Tags
autism, children, custody, depression, family, kids, motherhood, parenting, special needs, worry
Optimism is hard for me, the last few years especially, when it comes to dealing with the ongoing situation with my daughter. I’ve wanted nothing more than to have her home, and I make sure I tell her frequently. Unfortunately every time I thought there was a ghost of a chance of it actually happening, I’ve pretty much had my hopes dashed to pieces.
There is another hearing coming up next week. I feel an obligation to be there, but part of me is also nearly paralyzed by knowing that my efforts would be all but futile. Deep inside I know that the outcome would be the same in my presence or without it. It’s as much my own state of mind that I am worried for.

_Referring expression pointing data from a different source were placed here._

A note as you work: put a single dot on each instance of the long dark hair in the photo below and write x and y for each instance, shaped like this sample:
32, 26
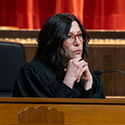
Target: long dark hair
52, 35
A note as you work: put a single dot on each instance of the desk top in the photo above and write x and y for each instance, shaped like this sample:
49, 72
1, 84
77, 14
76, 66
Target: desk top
109, 100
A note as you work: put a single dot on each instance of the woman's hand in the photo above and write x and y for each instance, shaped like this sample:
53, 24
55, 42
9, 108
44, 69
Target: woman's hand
77, 70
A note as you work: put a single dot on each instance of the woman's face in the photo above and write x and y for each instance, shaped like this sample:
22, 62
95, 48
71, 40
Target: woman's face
74, 49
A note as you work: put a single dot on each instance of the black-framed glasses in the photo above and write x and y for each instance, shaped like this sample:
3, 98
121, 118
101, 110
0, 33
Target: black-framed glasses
72, 37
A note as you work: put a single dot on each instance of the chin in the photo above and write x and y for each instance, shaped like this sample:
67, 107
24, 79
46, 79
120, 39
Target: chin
77, 56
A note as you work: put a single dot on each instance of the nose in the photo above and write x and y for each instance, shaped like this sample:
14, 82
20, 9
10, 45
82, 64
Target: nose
77, 41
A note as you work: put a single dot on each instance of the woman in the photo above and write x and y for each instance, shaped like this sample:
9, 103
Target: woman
58, 68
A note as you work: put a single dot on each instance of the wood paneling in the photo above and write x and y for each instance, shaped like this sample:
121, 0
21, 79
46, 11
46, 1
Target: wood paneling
76, 111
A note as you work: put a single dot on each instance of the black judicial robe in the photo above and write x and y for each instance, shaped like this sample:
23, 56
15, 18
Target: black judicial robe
37, 80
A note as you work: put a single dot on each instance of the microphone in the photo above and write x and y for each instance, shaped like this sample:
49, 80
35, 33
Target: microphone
100, 72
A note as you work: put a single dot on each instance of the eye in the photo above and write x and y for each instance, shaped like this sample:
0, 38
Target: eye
80, 34
70, 36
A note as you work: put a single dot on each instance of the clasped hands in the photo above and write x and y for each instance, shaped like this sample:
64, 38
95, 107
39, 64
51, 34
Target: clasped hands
78, 69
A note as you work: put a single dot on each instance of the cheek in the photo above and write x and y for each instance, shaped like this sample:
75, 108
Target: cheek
67, 47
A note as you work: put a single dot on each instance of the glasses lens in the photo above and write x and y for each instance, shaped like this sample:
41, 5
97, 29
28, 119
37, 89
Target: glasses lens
71, 37
84, 36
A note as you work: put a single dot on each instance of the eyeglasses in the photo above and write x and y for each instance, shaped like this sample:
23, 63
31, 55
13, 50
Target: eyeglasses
72, 37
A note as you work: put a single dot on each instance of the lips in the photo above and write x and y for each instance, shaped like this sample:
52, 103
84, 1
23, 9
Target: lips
78, 51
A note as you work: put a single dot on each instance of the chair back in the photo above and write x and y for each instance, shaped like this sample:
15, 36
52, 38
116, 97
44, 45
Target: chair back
12, 56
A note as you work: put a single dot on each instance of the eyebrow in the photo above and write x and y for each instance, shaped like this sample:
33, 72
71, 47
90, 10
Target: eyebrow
74, 33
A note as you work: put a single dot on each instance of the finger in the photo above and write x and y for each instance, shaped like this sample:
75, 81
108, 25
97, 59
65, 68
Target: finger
65, 69
81, 72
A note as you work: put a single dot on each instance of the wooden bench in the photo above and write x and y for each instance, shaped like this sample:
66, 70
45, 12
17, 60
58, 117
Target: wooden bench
108, 111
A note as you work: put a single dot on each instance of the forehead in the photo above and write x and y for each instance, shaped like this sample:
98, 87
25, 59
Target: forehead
75, 28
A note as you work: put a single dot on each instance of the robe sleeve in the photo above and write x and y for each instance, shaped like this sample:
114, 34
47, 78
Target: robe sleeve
35, 80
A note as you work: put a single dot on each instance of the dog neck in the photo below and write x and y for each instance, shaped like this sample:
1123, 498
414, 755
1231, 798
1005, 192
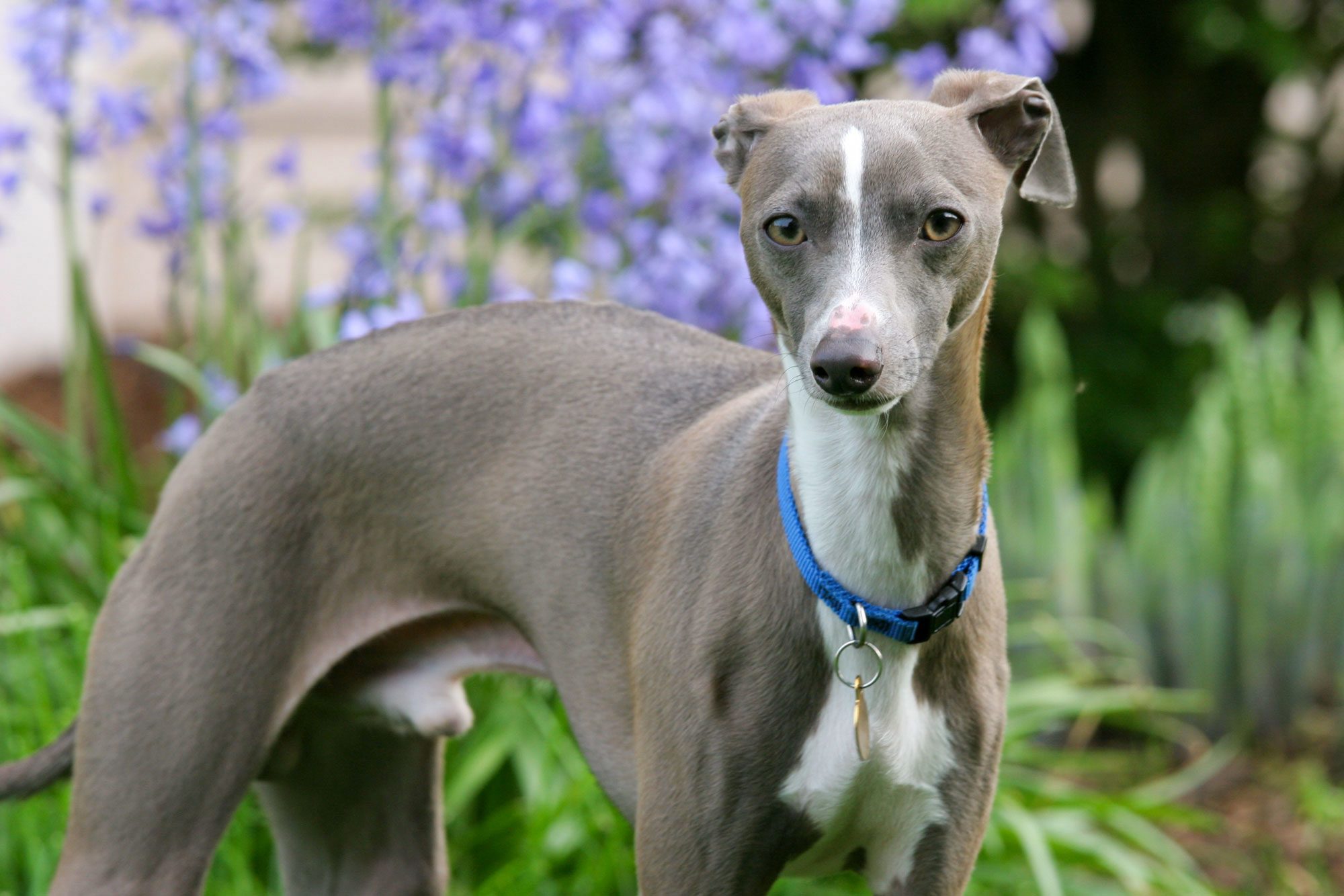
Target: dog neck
892, 502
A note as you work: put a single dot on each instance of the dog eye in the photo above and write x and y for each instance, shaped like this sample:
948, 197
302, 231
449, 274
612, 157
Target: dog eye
786, 230
943, 225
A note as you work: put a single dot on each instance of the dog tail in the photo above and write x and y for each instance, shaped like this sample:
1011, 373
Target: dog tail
22, 778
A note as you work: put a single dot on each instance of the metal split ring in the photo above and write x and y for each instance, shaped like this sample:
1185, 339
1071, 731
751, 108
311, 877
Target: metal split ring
858, 645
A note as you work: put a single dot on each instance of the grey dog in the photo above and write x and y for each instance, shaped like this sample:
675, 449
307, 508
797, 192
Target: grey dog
588, 494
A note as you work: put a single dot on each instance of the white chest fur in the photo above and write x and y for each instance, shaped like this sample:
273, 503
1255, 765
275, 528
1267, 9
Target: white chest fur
847, 475
882, 805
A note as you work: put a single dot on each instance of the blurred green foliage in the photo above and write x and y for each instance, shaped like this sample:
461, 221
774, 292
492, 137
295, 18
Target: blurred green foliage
1234, 111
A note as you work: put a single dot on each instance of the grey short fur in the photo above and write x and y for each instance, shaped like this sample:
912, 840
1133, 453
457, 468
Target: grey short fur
576, 491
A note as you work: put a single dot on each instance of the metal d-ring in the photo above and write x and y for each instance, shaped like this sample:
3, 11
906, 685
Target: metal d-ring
862, 639
858, 645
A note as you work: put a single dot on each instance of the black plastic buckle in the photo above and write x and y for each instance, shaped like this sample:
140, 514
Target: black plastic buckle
941, 612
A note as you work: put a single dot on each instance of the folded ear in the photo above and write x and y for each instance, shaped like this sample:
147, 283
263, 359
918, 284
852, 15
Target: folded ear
1018, 119
747, 120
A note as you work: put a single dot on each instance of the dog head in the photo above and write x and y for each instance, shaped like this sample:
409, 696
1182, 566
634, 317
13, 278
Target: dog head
872, 228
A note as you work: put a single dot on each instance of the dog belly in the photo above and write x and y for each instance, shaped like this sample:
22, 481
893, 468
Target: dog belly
412, 678
872, 815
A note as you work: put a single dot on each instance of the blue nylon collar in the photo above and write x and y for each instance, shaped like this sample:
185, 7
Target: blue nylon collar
913, 625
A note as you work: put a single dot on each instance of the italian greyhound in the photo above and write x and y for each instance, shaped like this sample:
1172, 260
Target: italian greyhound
589, 494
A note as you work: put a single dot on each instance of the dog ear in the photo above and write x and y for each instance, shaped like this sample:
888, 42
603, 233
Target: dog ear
747, 120
1019, 122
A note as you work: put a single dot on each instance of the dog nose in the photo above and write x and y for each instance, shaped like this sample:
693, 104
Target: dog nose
846, 363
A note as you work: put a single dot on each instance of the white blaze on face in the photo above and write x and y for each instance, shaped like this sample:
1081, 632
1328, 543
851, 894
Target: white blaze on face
851, 147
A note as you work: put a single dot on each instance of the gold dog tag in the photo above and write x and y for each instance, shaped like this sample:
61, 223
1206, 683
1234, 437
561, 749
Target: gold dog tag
861, 721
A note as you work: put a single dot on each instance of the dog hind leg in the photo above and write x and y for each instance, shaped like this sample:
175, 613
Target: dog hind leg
360, 812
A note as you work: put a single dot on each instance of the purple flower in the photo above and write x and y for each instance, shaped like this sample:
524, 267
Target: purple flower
921, 66
179, 437
408, 308
286, 163
987, 49
354, 324
443, 216
124, 115
13, 139
571, 279
221, 392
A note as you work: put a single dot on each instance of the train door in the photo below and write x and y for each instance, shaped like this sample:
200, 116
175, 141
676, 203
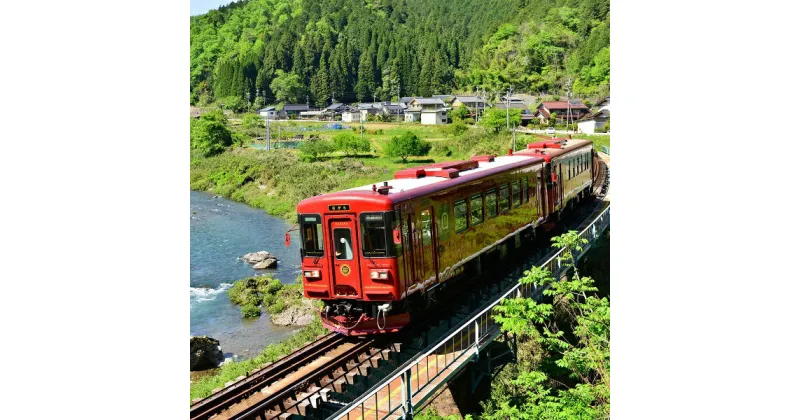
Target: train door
428, 241
345, 260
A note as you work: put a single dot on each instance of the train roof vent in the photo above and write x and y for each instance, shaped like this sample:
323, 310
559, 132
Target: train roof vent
550, 144
444, 170
483, 158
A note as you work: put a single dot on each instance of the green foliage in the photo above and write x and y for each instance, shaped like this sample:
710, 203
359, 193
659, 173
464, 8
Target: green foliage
495, 119
461, 113
420, 46
227, 372
254, 292
252, 121
277, 180
287, 87
315, 148
350, 143
570, 334
209, 135
407, 144
251, 310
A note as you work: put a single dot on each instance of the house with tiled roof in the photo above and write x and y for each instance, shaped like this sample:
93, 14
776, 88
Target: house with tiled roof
473, 103
575, 109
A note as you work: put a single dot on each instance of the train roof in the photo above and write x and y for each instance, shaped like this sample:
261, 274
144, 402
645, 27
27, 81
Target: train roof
552, 148
426, 179
435, 177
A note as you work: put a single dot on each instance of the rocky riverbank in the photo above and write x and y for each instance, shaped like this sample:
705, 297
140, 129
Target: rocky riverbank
285, 303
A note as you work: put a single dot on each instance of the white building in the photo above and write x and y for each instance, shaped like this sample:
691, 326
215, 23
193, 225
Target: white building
351, 116
591, 124
412, 116
434, 116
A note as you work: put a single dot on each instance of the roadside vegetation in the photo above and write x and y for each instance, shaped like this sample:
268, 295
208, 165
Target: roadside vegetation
254, 293
230, 371
327, 160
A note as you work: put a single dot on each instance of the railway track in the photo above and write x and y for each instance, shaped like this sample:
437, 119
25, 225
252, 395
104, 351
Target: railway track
321, 377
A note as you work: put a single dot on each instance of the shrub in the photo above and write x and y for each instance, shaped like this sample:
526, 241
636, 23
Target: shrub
276, 307
315, 148
209, 135
252, 121
407, 144
250, 310
350, 143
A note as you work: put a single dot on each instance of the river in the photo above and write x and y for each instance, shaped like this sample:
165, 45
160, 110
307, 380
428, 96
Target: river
221, 232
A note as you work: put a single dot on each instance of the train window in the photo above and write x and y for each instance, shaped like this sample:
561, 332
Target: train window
525, 189
425, 224
373, 235
491, 203
311, 235
460, 215
398, 233
504, 203
515, 192
343, 243
476, 209
444, 221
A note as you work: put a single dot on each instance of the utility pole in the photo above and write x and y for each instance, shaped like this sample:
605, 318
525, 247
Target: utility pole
267, 130
508, 104
569, 96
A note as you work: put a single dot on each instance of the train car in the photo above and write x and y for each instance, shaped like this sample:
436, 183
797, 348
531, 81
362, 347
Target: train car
569, 170
373, 254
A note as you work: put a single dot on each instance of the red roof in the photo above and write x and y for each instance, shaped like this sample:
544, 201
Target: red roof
559, 105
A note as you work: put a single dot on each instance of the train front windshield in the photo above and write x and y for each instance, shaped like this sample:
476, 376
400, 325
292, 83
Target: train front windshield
311, 235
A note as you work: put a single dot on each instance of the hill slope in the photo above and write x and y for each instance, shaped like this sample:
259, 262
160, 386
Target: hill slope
254, 51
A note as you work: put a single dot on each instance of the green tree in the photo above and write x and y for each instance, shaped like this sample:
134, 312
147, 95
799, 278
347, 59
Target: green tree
315, 148
350, 143
573, 335
407, 144
495, 118
252, 121
287, 87
320, 85
209, 135
461, 113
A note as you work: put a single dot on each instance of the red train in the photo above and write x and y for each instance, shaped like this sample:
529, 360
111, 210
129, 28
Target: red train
373, 254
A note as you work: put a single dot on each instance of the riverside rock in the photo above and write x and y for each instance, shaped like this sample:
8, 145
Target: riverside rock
268, 263
205, 353
295, 315
256, 257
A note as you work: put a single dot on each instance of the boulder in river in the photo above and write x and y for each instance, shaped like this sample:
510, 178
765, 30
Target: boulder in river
256, 257
270, 262
301, 315
205, 353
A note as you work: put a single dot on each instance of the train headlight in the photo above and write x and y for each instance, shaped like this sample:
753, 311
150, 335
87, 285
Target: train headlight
379, 275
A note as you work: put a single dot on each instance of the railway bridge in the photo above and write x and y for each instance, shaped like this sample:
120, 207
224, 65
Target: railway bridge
414, 383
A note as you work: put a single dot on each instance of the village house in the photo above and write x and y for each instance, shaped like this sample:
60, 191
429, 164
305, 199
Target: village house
392, 110
593, 123
294, 110
433, 116
575, 108
334, 110
527, 114
367, 109
473, 103
270, 112
419, 104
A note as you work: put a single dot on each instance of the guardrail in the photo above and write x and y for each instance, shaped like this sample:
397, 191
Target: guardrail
419, 377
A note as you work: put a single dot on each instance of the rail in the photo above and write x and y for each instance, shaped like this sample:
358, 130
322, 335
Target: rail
419, 377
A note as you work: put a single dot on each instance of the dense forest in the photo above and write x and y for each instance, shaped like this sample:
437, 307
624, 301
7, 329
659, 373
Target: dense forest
254, 52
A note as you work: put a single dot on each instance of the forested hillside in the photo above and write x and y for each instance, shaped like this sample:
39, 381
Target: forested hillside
257, 51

Should I go and go through the motions and attend a hearing that has already all but been decided, or should I just stay away and let them do the inevitable without me?
Is there hope of this ending any other way?
Should I really be spending a couple of hundred dollars we don’t really have right now for bus tickets and hotel rooms, when I know almost for sure that I will be coming back home alone with nothing to show for it but depression it may take weeks to shake myself out of?
Would I be a horrible person and mother if I just threw my hands up in the air and told them all that I just can’t do this?
Is it time to let my daughter go, and hope she will be happy with whatever life they can help her build for herself? All I can do is keep reminding her that my door is always open, and she always has a place here, even if the decisions on her future are out of my hands.